3. What would the sampling design look like for STANDARD NAEPs? For COMPREHENSIVE NAEPs? Need they be the same?

From the information under tab 9 in the briefing book that you provided, I see little scope for differences in sampling between these two types of reports. It seems to me that the big differences might be in the need for conditioning. Since the same kinds of breakdowns are required by race/ethnicity, sex, SES, public/private, achievement levels, etc., I think that the same sample sizes would be needed for both types of reports. Furthermore, these would probably not be much different from the sample sizes that we see now. These are the tabulations that are driving sample size requirements at present, more than issues of subscales, or requirements for minimum sizes needed to establish scales. National NAEP already has to oversample to get adequate numbers of student sot report by race/ethnicity and public/private.

The dropping of the requirement to collect school, teacher, and principal data for the standard reports might have a favorable effect on school response rates, although I doubt it would be major. Certainly my perception is that these components are viewed as a burden, out of proportion to the importance of the data they provide, relative to other NAEP data, such as student proficiency data.

To effect significant reduction in student sample size for a given cognitive assessment, one needs to reduce reporting requirements for small students subgroups, and accept increased levels of uncertainty for larger groups, both in comparison to each other and over time. The other way to keep sample sizes relatively small is to have an assessment that extracts a relatively large amount of information about what a student can do in a given time period. The trend towards more performance oriented testing, and more comprehensive frameworks, tends to work against this. These types of assessment aim to increase validity, and in doing so tend to decrease efficiency. The current plans for the 1998 writing assessment appear likely to generate pressure to increase sample sizes significantly, compared to past assessments in other subjects.

4. Is BIB-spiraling and matrix sampling a necessary assumption?

I have already mentioned that spiraling across subjects is quite beneficial in terms of sampling error. That is separate from the question of BIB-spiraling and matrix sampling within a subject. This is somewhat outside my area of expertise, but actually I think the answer is obviously "yes", using the following logic.
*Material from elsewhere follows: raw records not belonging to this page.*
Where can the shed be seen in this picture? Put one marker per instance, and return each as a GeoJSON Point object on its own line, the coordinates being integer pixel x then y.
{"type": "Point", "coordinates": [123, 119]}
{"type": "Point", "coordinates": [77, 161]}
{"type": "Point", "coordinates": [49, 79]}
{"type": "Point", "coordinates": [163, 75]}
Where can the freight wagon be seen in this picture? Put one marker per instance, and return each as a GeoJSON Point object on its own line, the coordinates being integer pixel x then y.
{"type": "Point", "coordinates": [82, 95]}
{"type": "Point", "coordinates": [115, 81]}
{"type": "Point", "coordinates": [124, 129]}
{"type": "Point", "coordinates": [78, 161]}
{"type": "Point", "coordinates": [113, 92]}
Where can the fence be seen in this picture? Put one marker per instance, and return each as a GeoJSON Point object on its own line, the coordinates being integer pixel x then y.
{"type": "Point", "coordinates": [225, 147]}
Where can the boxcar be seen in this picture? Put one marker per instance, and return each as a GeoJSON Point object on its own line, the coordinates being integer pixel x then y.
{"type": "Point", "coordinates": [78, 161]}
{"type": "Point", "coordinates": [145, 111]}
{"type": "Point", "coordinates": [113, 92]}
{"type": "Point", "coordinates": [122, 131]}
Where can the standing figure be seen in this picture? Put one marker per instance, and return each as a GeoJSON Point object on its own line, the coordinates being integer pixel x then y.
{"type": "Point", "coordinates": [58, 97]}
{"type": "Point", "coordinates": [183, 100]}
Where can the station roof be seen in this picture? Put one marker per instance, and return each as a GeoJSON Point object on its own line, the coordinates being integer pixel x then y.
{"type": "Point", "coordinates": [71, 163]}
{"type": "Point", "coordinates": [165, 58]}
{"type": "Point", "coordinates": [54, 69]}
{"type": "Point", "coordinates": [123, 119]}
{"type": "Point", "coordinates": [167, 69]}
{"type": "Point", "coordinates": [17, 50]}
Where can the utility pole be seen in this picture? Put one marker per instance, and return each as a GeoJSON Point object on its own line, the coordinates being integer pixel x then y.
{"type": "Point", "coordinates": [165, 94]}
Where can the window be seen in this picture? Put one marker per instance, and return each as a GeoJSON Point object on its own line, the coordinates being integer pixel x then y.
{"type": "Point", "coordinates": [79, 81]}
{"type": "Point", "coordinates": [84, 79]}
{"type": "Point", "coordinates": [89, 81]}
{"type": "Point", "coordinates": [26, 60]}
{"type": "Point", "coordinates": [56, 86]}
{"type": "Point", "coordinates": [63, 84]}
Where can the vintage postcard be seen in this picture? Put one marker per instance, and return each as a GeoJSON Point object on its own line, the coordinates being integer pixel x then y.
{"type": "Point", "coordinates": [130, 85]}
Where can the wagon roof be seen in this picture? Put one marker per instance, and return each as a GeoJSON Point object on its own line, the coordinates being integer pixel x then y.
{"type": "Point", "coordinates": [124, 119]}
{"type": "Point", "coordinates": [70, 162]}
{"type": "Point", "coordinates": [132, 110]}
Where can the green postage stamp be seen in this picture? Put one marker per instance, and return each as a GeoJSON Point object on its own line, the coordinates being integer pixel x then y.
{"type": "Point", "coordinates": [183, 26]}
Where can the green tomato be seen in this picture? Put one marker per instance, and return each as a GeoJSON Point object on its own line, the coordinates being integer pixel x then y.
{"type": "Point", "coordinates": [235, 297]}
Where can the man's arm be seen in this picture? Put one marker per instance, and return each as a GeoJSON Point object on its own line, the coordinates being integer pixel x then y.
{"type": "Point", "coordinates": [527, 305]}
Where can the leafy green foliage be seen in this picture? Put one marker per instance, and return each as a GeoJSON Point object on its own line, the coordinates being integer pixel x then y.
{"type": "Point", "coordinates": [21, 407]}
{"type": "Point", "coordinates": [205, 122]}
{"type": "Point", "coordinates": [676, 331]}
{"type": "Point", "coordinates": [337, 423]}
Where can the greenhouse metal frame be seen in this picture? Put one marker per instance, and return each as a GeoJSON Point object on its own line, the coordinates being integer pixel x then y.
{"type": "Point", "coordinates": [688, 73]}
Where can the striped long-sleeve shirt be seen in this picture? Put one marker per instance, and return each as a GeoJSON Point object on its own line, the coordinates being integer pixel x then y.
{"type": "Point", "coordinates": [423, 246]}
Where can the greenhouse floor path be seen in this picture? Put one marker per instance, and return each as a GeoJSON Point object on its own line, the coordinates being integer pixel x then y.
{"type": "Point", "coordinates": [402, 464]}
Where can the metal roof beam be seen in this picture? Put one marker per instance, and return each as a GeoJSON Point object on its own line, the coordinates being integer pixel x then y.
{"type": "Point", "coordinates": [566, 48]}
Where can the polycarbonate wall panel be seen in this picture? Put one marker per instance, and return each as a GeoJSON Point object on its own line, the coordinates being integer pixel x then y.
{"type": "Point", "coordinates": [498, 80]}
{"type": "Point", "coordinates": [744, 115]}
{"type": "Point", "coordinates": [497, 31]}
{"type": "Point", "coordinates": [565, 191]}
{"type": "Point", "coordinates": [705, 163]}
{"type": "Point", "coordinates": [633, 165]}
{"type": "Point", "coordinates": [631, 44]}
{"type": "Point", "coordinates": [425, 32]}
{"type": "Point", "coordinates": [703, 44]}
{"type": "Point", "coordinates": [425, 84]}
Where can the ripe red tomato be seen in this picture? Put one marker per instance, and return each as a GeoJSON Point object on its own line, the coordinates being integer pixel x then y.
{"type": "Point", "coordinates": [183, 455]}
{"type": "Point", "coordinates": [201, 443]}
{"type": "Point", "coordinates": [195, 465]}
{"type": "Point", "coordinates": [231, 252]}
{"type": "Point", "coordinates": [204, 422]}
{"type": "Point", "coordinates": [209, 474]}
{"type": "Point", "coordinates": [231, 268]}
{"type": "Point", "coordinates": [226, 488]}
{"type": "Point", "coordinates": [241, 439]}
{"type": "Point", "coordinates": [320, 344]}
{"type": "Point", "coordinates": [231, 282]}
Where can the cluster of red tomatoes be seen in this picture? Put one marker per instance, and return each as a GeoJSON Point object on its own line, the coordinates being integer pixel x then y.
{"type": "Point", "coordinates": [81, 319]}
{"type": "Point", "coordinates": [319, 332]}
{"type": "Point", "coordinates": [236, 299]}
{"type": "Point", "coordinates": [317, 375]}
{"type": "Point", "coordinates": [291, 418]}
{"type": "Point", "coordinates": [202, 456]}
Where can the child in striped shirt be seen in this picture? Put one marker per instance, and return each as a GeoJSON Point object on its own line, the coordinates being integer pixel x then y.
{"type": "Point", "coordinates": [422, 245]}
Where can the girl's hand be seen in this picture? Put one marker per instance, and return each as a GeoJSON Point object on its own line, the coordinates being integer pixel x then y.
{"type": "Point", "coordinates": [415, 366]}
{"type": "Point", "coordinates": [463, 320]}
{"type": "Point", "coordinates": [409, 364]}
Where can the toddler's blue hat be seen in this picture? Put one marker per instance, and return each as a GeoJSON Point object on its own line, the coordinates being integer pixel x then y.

A. It would be suicidal to attempt to increase substantially the testing time for any one student. There is upward pressure here, but no-one is suggesting that NAEP should take a week for each student, as some state or district testing programs appear to require.

B. I do not believe that it would be good or popular to give up NAEP scales (and consequently achievement levels). Mean p-values for items, some of which at least would not be released, would seem to be of limited value in the long-term.

C. Given that, the only option would be to drastically reduce the breadth of the framework for a given assessment. One would have to report essentially by subscales, and combine these together. One would have to produce a math scale with no students taking both algebra and geometry, for example. This is actually "TIB-Spiralling" - "Totally Incomplete Blocks"! Although I believe this would be possible (since math scores for individual students are not needed), I think that the loss of ability to make use of the high intercorrelation among subscales would mean that larger student samples would be needed (I am not certain about this, but I bet Al Beaton, Bob Mislevy, Gene Johnson each know the answer without thinking).

Even though it might be possible to do away with BIB-spiraling, what is the benefit? If people find it difficult to analyze NAEP data now, how will it be when there are no math scores at all for any student in the math data, only algebra (or a part of algebra) for some students, and geometry for others?

BIB-spiraling was introduced to NAEP to make scaling possible. Nothing has happened in the past 12 years to decrease the demand for scaling, or to reduce the need for BIB-spiraling in order to achieve scaling. The somewhat separate question is whether conditioning and plausible values are essential/desirable. I am even less qualified to comment on this issue.

5. What about the sampling design in small states (e.g. DE, RI), and low density states (e.g., MN, AK)? (Actually, I think you mean MT rather than MN).

I think that to achieve a rational approach to varying the sampling scheme for these states, to reduce the burden on the state and the individual schools, it is important to step back and revisit the overall policy about state NAEP reporting reliability requirements. This can be posed as three questions (although the last two might be the same, depending upon the answer to the first one):

A. Should all states be subject to the same levels of reliability, or should results for larger states be more reliable than those for smaller states?

B. What should be the minimum level of reliability that is accepted?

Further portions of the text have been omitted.